# Suggest uses for extra hardwood flooring?



## Joining_Heads (May 27, 2007)

Thats about two bundles right. We usally keep one and take the rest back. I always take the Brazilian woods back since there is no need to harbor it due to the impact of harvesting it. :thumbsup:


----------



## Zel1 (Mar 21, 2007)

I special ordered it. I dont think the store would take it back, but I could be wrong. I dont know if someone else would want it anyway because it would not be from the same lot as any made later. ???


----------



## yummy mummy (Sep 11, 2006)

I once saw on a decorating show, where they put it on a wall in a restaurant.

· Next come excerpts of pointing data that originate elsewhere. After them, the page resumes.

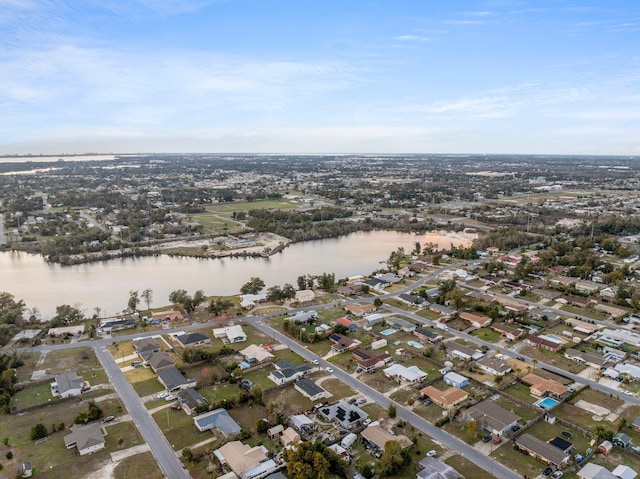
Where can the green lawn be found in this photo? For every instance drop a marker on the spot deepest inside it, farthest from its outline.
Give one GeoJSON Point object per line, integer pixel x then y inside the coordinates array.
{"type": "Point", "coordinates": [140, 466]}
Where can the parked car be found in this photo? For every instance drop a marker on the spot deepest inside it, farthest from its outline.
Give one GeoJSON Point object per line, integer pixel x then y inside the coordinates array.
{"type": "Point", "coordinates": [247, 384]}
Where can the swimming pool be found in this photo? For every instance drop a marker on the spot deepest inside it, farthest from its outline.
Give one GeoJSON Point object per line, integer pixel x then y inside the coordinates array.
{"type": "Point", "coordinates": [554, 338]}
{"type": "Point", "coordinates": [547, 403]}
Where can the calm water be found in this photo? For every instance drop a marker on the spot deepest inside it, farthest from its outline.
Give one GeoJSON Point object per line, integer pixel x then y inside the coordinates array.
{"type": "Point", "coordinates": [107, 284]}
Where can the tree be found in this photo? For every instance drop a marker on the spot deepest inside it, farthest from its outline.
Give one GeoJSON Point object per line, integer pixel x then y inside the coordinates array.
{"type": "Point", "coordinates": [253, 286]}
{"type": "Point", "coordinates": [38, 431]}
{"type": "Point", "coordinates": [66, 315]}
{"type": "Point", "coordinates": [147, 295]}
{"type": "Point", "coordinates": [134, 301]}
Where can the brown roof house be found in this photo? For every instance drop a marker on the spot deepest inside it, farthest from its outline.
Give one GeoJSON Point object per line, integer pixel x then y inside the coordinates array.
{"type": "Point", "coordinates": [545, 452]}
{"type": "Point", "coordinates": [445, 399]}
{"type": "Point", "coordinates": [541, 387]}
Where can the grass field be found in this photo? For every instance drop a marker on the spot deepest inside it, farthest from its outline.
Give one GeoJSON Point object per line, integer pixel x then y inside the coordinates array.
{"type": "Point", "coordinates": [139, 466]}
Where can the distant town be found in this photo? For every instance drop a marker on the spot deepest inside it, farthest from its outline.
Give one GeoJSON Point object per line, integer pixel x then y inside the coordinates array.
{"type": "Point", "coordinates": [515, 356]}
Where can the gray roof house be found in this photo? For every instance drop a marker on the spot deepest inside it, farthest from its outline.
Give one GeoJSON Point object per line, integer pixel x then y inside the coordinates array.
{"type": "Point", "coordinates": [310, 389]}
{"type": "Point", "coordinates": [87, 438]}
{"type": "Point", "coordinates": [67, 384]}
{"type": "Point", "coordinates": [219, 419]}
{"type": "Point", "coordinates": [191, 340]}
{"type": "Point", "coordinates": [174, 380]}
{"type": "Point", "coordinates": [492, 417]}
{"type": "Point", "coordinates": [161, 360]}
{"type": "Point", "coordinates": [286, 371]}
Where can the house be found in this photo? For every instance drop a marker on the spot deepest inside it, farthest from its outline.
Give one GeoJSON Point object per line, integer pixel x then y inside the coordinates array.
{"type": "Point", "coordinates": [230, 334]}
{"type": "Point", "coordinates": [427, 335]}
{"type": "Point", "coordinates": [190, 399]}
{"type": "Point", "coordinates": [302, 423]}
{"type": "Point", "coordinates": [507, 331]}
{"type": "Point", "coordinates": [245, 461]}
{"type": "Point", "coordinates": [249, 301]}
{"type": "Point", "coordinates": [369, 362]}
{"type": "Point", "coordinates": [543, 343]}
{"type": "Point", "coordinates": [67, 385]}
{"type": "Point", "coordinates": [289, 437]}
{"type": "Point", "coordinates": [25, 469]}
{"type": "Point", "coordinates": [341, 343]}
{"type": "Point", "coordinates": [412, 299]}
{"type": "Point", "coordinates": [624, 472]}
{"type": "Point", "coordinates": [403, 374]}
{"type": "Point", "coordinates": [492, 417]}
{"type": "Point", "coordinates": [286, 372]}
{"type": "Point", "coordinates": [168, 316]}
{"type": "Point", "coordinates": [161, 360]}
{"type": "Point", "coordinates": [493, 365]}
{"type": "Point", "coordinates": [456, 380]}
{"type": "Point", "coordinates": [191, 340]}
{"type": "Point", "coordinates": [542, 451]}
{"type": "Point", "coordinates": [590, 359]}
{"type": "Point", "coordinates": [304, 295]}
{"type": "Point", "coordinates": [254, 354]}
{"type": "Point", "coordinates": [621, 440]}
{"type": "Point", "coordinates": [445, 399]}
{"type": "Point", "coordinates": [459, 351]}
{"type": "Point", "coordinates": [376, 437]}
{"type": "Point", "coordinates": [400, 324]}
{"type": "Point", "coordinates": [174, 380]}
{"type": "Point", "coordinates": [145, 347]}
{"type": "Point", "coordinates": [435, 469]}
{"type": "Point", "coordinates": [310, 389]}
{"type": "Point", "coordinates": [360, 310]}
{"type": "Point", "coordinates": [542, 387]}
{"type": "Point", "coordinates": [347, 323]}
{"type": "Point", "coordinates": [636, 424]}
{"type": "Point", "coordinates": [86, 438]}
{"type": "Point", "coordinates": [594, 471]}
{"type": "Point", "coordinates": [303, 317]}
{"type": "Point", "coordinates": [109, 326]}
{"type": "Point", "coordinates": [218, 419]}
{"type": "Point", "coordinates": [345, 414]}
{"type": "Point", "coordinates": [475, 320]}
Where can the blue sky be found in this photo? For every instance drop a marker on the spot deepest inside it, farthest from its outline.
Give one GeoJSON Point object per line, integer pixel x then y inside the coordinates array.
{"type": "Point", "coordinates": [320, 76]}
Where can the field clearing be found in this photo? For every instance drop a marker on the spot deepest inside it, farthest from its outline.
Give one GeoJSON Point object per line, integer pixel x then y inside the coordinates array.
{"type": "Point", "coordinates": [139, 466]}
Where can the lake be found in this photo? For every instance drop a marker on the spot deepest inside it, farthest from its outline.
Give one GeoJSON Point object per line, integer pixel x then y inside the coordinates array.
{"type": "Point", "coordinates": [107, 284]}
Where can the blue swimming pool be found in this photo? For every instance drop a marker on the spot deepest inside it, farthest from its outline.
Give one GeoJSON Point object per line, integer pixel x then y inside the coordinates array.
{"type": "Point", "coordinates": [547, 403]}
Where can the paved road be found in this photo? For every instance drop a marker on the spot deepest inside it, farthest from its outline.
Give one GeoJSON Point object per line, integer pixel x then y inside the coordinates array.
{"type": "Point", "coordinates": [455, 444]}
{"type": "Point", "coordinates": [151, 433]}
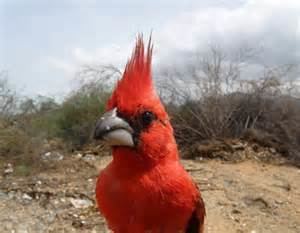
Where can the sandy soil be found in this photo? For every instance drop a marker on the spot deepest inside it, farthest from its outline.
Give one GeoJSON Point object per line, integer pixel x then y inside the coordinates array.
{"type": "Point", "coordinates": [242, 197]}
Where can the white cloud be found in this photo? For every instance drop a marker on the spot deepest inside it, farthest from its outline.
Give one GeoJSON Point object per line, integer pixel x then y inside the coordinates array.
{"type": "Point", "coordinates": [271, 24]}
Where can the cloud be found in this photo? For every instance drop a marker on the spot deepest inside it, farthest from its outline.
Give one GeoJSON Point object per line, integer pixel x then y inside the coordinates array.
{"type": "Point", "coordinates": [273, 25]}
{"type": "Point", "coordinates": [270, 24]}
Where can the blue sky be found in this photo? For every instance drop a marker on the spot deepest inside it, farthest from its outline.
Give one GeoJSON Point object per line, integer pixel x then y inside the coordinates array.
{"type": "Point", "coordinates": [44, 43]}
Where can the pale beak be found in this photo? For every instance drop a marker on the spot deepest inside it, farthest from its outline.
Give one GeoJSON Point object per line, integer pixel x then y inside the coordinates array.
{"type": "Point", "coordinates": [114, 130]}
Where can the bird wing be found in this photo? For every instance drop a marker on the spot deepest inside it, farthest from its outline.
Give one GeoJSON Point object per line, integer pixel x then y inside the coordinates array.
{"type": "Point", "coordinates": [196, 221]}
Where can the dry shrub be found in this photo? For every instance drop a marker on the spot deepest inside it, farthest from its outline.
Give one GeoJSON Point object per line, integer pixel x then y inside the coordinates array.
{"type": "Point", "coordinates": [213, 101]}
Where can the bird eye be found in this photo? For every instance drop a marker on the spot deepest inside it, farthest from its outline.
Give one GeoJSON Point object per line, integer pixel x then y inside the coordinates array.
{"type": "Point", "coordinates": [147, 118]}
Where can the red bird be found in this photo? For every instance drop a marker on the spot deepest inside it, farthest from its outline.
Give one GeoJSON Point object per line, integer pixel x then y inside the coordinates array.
{"type": "Point", "coordinates": [144, 188]}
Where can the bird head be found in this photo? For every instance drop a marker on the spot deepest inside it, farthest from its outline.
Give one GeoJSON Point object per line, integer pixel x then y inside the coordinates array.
{"type": "Point", "coordinates": [136, 123]}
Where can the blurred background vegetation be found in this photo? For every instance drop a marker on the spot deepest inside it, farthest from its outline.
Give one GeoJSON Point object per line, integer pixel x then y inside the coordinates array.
{"type": "Point", "coordinates": [208, 99]}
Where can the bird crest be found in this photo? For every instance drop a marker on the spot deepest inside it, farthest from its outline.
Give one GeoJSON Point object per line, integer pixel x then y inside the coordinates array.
{"type": "Point", "coordinates": [135, 88]}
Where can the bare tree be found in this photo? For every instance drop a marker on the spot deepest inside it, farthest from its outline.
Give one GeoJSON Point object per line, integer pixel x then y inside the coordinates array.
{"type": "Point", "coordinates": [8, 97]}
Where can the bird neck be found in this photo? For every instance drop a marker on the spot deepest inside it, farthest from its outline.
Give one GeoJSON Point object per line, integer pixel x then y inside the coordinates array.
{"type": "Point", "coordinates": [130, 161]}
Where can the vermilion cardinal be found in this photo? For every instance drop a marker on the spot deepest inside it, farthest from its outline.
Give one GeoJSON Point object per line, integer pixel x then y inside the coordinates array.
{"type": "Point", "coordinates": [144, 188]}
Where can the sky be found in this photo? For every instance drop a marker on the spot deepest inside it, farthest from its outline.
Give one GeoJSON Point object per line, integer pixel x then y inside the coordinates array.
{"type": "Point", "coordinates": [44, 43]}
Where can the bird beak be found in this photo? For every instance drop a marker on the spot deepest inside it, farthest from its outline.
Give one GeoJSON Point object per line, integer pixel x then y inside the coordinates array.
{"type": "Point", "coordinates": [114, 130]}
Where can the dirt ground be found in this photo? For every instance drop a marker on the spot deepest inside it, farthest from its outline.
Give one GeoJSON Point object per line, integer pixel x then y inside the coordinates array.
{"type": "Point", "coordinates": [240, 197]}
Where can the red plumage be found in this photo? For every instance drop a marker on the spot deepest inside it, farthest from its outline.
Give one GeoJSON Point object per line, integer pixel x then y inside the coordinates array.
{"type": "Point", "coordinates": [145, 188]}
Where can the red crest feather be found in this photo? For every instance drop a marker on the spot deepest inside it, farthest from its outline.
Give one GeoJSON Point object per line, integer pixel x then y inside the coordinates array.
{"type": "Point", "coordinates": [135, 89]}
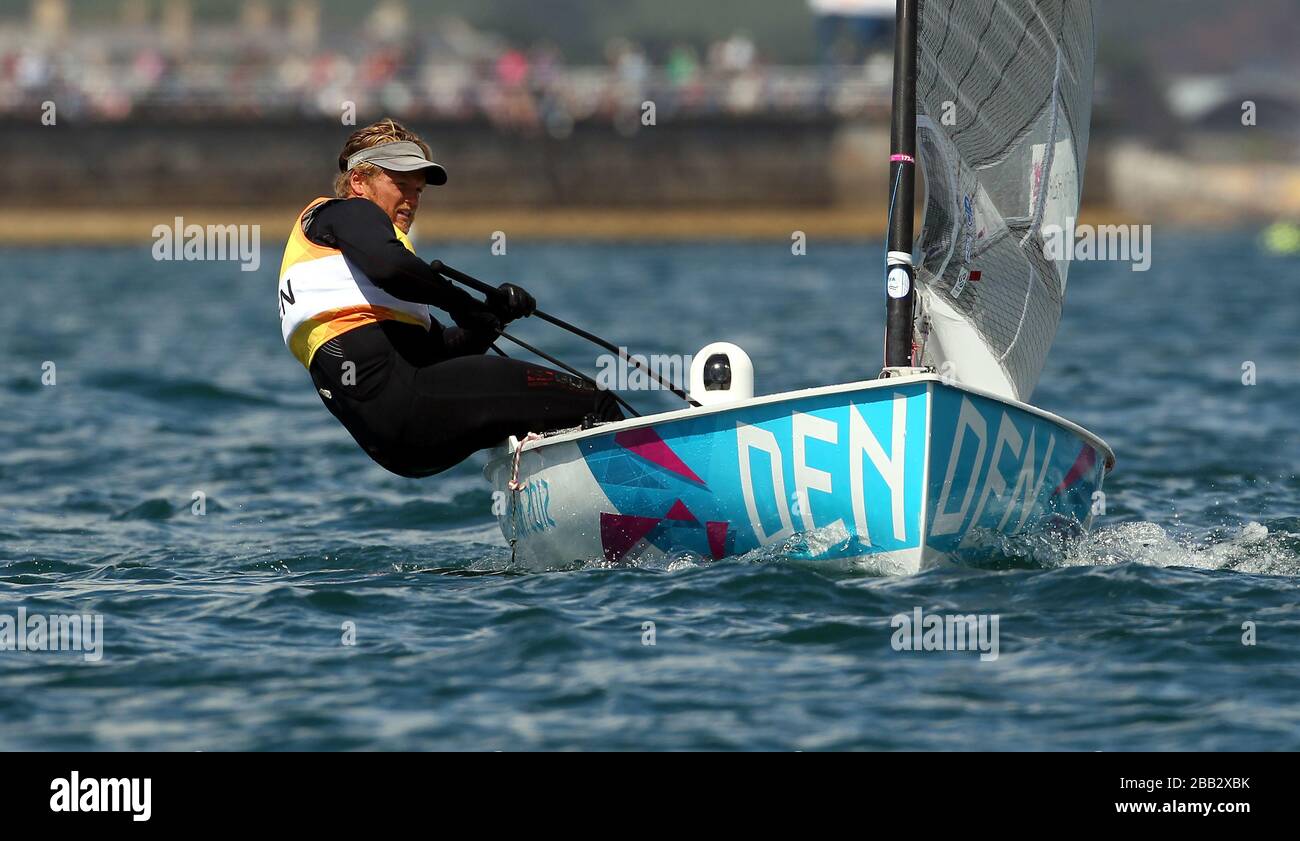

It was only one wall, and it looked really nice.


----------



## Jeekinz (Jan 29, 2007)

Maybe sell it on Craigslist. That's enough for a small foyer or bathroom.


----------



## ocoee (May 31, 2007)

I have about the same amount left over
I'm going to try to use it on the kitchen counter top in my "shed"


----------



## Darylh (Jan 2, 2006)

Here is some idea's using it inlaid:
Serving trays, coasters,wall plaques,a feture in a floor,cabinet doors or drawer fronts, Man oh Man the idea's are endless.


----------



## Zel1 (Mar 21, 2007)

:thumbsup:


----------



## rolldodge (Jun 28, 2007)

Planter boxes too.

Or you can donate it to habitat for humanity!


----------



## WILDLILY (Aug 10, 2007)

You could cover the top to an old desk. I did this with leftover vinyl wood pattern and put a glass top on it. It looks great.


----------